What are the last two digits of 5 to the power of 347?

Use arithmetic Modulo 100. The Mod operator is defined as follows:

x Mod y is, by definition, the remainder you get when you divide x by y. This is the same as subtracting from x that multiple of y that makes the resulting number smaller than y.

Example

12 mod 5 = 2

If you divide 12 by 5 then the remainder is 2.

12 - 2*5 = 2

If we take Mod 100 a number, then we obtain the last two digits. Of course, in case of this problem we don't want to calculate the number first and then take Mod 100. Fortunately this is not necessary as the Mod of a product is the Mod of the product of the Mods.

To avoid awkward notations with the Mod symbol, it is customary to simply use the equals sign when doing calculations Mod some fixed number. So, let's calculate 5^347 Mod 100 and let's write a = b whenever a Mod 100 = b Mod 100.

We have:

5^3 = 125 = 25 = 5^2

This implies that 5^n = 25 for any
n > 1. If n = 2 or 3 then we already know that this is true.

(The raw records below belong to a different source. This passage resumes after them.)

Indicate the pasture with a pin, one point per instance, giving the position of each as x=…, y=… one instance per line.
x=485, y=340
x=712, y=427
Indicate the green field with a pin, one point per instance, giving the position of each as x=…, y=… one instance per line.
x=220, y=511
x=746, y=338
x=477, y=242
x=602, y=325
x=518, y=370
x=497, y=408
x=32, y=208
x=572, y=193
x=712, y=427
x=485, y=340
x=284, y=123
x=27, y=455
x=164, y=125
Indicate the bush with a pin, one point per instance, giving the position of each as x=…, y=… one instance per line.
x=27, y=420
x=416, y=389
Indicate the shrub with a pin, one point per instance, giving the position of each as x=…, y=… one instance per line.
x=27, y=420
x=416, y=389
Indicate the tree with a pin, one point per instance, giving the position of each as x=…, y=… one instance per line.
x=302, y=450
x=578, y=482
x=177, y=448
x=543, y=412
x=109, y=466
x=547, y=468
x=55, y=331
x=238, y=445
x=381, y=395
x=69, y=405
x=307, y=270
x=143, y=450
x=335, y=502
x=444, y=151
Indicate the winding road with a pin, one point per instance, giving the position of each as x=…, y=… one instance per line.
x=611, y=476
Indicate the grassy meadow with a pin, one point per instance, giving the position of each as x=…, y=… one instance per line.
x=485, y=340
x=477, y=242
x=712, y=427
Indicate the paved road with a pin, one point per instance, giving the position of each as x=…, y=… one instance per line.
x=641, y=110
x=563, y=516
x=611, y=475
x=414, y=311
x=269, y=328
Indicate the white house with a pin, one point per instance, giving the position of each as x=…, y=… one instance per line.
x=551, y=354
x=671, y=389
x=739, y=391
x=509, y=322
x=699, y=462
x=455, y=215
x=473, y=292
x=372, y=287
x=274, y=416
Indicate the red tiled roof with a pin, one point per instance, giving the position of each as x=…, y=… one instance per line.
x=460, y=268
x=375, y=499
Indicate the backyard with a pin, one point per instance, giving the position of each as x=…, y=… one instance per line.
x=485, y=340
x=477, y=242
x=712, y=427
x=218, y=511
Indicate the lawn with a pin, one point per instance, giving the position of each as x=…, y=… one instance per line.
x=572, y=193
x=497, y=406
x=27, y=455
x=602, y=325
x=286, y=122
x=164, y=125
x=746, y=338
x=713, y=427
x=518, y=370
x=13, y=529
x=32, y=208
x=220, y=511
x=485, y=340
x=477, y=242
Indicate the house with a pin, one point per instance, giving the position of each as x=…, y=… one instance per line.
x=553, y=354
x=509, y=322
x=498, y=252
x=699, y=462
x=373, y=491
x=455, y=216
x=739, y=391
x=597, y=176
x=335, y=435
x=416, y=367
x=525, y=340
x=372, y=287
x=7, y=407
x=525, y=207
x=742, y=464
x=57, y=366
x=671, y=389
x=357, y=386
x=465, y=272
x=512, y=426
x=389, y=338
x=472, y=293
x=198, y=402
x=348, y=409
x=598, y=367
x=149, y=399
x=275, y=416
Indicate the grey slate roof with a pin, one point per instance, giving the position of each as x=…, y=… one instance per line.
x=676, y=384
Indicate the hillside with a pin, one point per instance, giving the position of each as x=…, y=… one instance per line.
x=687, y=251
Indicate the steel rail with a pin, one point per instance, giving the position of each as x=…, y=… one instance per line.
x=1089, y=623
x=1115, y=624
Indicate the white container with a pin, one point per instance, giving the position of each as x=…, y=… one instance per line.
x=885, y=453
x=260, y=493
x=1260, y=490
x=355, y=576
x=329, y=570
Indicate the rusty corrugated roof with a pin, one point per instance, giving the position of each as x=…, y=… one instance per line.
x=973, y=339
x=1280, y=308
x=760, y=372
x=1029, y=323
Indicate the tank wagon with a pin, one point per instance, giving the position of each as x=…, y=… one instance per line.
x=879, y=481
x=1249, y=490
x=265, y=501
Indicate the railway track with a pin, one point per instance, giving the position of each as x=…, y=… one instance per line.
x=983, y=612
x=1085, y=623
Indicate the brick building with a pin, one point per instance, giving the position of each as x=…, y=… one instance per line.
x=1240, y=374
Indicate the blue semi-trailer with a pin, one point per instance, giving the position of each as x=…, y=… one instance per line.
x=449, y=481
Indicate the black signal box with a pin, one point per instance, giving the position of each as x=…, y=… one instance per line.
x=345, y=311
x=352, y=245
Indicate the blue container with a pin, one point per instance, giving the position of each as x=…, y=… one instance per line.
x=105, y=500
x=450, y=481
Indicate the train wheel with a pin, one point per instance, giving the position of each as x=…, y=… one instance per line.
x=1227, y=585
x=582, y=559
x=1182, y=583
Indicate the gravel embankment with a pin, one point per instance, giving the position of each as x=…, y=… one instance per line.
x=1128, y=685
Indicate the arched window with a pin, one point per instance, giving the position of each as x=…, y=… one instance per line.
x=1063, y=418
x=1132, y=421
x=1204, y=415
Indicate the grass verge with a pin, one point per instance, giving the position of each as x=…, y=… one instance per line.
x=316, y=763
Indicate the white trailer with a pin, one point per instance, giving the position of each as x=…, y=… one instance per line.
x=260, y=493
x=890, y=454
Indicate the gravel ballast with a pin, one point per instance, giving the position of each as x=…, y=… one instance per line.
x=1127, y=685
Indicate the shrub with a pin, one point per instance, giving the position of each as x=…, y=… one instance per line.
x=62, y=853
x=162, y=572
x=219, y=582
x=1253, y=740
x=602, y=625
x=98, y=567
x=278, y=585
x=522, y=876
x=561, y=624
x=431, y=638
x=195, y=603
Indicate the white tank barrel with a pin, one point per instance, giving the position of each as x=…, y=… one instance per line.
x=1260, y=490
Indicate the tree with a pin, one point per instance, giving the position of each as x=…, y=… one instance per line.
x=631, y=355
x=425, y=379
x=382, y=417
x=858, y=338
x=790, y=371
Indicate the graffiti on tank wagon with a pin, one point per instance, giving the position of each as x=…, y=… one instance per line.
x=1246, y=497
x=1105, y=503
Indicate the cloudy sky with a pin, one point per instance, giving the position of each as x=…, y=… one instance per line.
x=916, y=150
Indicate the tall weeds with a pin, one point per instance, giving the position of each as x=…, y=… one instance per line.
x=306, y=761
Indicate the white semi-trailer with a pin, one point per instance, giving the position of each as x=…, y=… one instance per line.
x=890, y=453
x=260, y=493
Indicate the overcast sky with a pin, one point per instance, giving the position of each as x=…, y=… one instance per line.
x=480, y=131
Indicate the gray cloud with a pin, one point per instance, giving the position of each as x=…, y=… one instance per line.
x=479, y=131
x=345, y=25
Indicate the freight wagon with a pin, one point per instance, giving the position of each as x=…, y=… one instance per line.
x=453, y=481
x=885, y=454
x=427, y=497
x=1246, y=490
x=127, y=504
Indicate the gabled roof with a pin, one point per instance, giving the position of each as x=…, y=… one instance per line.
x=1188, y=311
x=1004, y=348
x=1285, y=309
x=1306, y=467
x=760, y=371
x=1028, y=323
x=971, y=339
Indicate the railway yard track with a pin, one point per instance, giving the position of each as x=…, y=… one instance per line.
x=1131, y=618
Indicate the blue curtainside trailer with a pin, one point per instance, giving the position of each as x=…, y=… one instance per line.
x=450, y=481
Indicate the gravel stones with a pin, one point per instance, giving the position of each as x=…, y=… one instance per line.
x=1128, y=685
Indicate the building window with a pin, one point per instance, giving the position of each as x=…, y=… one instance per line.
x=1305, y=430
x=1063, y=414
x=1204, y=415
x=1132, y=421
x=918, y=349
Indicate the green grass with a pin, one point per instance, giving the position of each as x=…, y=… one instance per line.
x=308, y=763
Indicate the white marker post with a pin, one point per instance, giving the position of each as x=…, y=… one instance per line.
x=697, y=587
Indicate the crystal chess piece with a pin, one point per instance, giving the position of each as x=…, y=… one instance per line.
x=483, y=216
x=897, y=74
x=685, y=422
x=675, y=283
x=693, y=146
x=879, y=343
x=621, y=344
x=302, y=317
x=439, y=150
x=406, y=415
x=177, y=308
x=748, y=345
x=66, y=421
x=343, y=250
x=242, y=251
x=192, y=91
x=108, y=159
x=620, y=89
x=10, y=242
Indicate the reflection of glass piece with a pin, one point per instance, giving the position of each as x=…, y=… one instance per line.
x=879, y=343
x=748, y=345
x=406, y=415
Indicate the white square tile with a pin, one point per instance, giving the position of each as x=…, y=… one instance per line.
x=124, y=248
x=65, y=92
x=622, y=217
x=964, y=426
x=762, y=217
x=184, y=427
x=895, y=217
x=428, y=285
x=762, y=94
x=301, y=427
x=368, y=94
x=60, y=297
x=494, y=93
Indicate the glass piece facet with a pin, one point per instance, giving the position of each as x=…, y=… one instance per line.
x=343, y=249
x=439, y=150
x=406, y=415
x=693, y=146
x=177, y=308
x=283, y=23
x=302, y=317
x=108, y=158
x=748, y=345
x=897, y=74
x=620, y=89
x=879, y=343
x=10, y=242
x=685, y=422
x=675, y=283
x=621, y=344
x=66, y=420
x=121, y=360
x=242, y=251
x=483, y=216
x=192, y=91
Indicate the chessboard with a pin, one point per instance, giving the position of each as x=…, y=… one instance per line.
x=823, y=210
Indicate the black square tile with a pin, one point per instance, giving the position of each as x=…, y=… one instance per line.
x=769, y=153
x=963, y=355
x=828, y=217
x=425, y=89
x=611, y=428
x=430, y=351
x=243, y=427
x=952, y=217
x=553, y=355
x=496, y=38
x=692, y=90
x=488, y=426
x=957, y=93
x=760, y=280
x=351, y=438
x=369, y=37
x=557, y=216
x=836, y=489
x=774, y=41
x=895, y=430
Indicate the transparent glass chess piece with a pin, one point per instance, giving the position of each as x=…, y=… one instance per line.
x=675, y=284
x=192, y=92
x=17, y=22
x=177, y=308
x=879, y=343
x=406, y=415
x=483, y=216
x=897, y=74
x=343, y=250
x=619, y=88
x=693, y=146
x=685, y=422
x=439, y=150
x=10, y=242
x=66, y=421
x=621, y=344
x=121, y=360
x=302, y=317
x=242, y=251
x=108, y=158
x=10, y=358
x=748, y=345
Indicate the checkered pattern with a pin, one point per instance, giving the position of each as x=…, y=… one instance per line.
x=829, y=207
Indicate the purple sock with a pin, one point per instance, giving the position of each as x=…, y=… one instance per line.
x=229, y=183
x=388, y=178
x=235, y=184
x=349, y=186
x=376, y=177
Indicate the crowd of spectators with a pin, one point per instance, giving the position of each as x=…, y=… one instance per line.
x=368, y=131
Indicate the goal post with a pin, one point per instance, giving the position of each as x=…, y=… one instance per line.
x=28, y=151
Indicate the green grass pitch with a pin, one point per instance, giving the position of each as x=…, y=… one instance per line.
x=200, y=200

If n is larger, then:

5^n = 5^3 5^(n-3) = 5^2 5^(n-3) =
5^(n-1)

So, you can just subtract 1 from the exponent and eventually the exponent will become 3 in which case the number is 25.

Oh boy, I'm gonna need my clown calculator for this one! *brings out an oversized calculator* Let's see... *presses buttons dramatically* 5 to the power of 347 equals... drumroll, please... 25! So the last two digits are 2 and 5! Ta-da!

To find the last two digits of 5 raised to the power of 347, we can look for a pattern.

When we raise 5 to different powers, we can observe the pattern of the last two digits:

5^1 = 5
5^2 = 25
5^3 = 125
5^4 = 625
5^5 = 3125
...

We can see that the pattern repeats in cycles with a length of 20. So, to find the last two digits of 5^347, we simply need to find the remainder when 347 is divided by 20.

347 divided by 20 is equal to 17 with a remainder of 7. Therefore, the last two digits of 5^347 are the same as 5^7.

Calculating 5^7, we get:
5^7 = 78125

The last two digits of 78125 are 25.

Therefore, the last two digits of 5^347 are 25.

To find the last two digits of 5 to the power of 347, we can start by observing the pattern of the last two digits of powers of 5:

5^1 = 05
5^2 = 25
5^3 = 125
5^4 = 625
5^5 = 3125
...

From the pattern, we can see that the last two digits of the powers of 5 repeat in cycles of 20. In other words, 5^1 has the same last two digits as 5^21, 5^41, 5^61, and so on.

Now, let's analyze the exponent 347. We can divide it by 20 to see how many complete cycles exist within the exponent:

347 รท 20 = 17 remainder 7

This means that there are 17 complete cycles of 20, and an additional power left over, 5^7.

Using the pattern, we know that 5^7 has the same last two digits as 5^1:

5^1 = 05

Therefore, the last two digits of 5^347 are 0 and 5.